We tested our first hypothesis that either the sown plant species richness or any of the resource acquisition strategies affect the plant-individual herbivory rate by calculating linear mixed effects models. We fitted the herbivory rate (log-transformed) as the response variable. As predictor variables, we fitted sampling season (categorical; August 2015 or May 2016), plant functional group identity (categorical; grass or forb), and either sown plant species richness (metric; 1, 2, 4 or 8) or either CMS_PCA1 or CMS_PCA2 (metric), as well as the three-way interaction. We fitted plot nested in block and species identity as independent random effects. Model simplification was achieved by model comparison using the Akaike Information Criterion (AIC). All linear mixed effects models were based on restricted-maximum likelihood estimation and Type I analysis of variance with the Satterthwaite approximation for degrees of freedom.

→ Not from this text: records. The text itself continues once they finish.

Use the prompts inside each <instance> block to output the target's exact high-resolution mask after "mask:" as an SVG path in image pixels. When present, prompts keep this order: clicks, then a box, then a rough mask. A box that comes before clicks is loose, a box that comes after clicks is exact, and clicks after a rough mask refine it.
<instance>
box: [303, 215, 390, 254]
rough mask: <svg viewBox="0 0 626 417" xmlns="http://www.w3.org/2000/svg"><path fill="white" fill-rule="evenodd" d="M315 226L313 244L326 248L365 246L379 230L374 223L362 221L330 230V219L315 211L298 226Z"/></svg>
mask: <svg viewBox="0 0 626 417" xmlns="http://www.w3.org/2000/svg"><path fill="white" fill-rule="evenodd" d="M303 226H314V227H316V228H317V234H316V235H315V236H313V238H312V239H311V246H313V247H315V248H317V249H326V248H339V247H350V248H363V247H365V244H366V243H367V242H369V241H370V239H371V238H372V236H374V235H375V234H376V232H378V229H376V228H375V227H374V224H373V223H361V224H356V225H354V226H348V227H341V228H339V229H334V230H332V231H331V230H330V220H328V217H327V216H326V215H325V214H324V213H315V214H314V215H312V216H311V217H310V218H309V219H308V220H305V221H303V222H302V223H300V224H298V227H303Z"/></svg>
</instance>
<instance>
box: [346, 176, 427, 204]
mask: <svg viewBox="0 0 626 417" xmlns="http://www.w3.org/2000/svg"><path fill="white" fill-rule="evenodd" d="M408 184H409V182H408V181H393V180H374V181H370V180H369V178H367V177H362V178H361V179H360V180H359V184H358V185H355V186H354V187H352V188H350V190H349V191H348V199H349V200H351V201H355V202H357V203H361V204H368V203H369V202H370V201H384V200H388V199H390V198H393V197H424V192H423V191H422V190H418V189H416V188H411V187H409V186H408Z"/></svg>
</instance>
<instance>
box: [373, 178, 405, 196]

To test our second hypothesis that plant species richness and plant community resource acquisition traits affect directly or indirectly, via the soil biota, the plant metabolome and thereby herbivory, we calculated partial-least squares path models (PLS-PM)65. We hypothesized direct links from the experimental design variables sown plant species richness and resource acquisition traits to microbial and nematode community, as well as to plant individual biomass, plant metabolome, and herbivory (for a detailed description of each latent variable see Supplementary Table S4). In addition, we hypothesized links from the microbial and nematode community to plant biomass and the composition of the plant metabolome, as well as from plant biomass to secondary metabolome and herbivory. Finally, we hypothesized a link from plant metabolome to herbivory (Fig. 2a). To explore the effect of plant functional group identity, we calculated three separate PLS-PMs: (a) the full model using all data, i.e. across all seven plant species, all plots, and both sampling seasons; (b) the grasses-only model using only data of the three grass species; and (c) the forbs-only model using only data of the four forb species. All data were scaled and we used bootstrapping (n = 200) to calculate confidence intervals for the effect sizes within the path models. Finally, we simplified all path models, i.e. we reduced the number of moderators, until the most parsimonious solution was achieved65. Across all three models, the latent variable resource acquisition traits was characterized by, i.e. moderators with the highest weight relation as part of the linear combination65, the community-weighted means of leaf area, rooting depth, root length density, growth starting date, and flowering start. The latent variable soil microbial community was characterized by gram-negative, gram-positive, and general bacteria, as well as saprophytic The effects of the latent variable nematode community were mostly driven by bacterial feeders with a colonization-persistence score (c-p) of 1 and 3, predators (c-p 4 and 5), fungivores (c-p 4), omnivores (c-p 4), and plant feeders (c-p 2 and 3).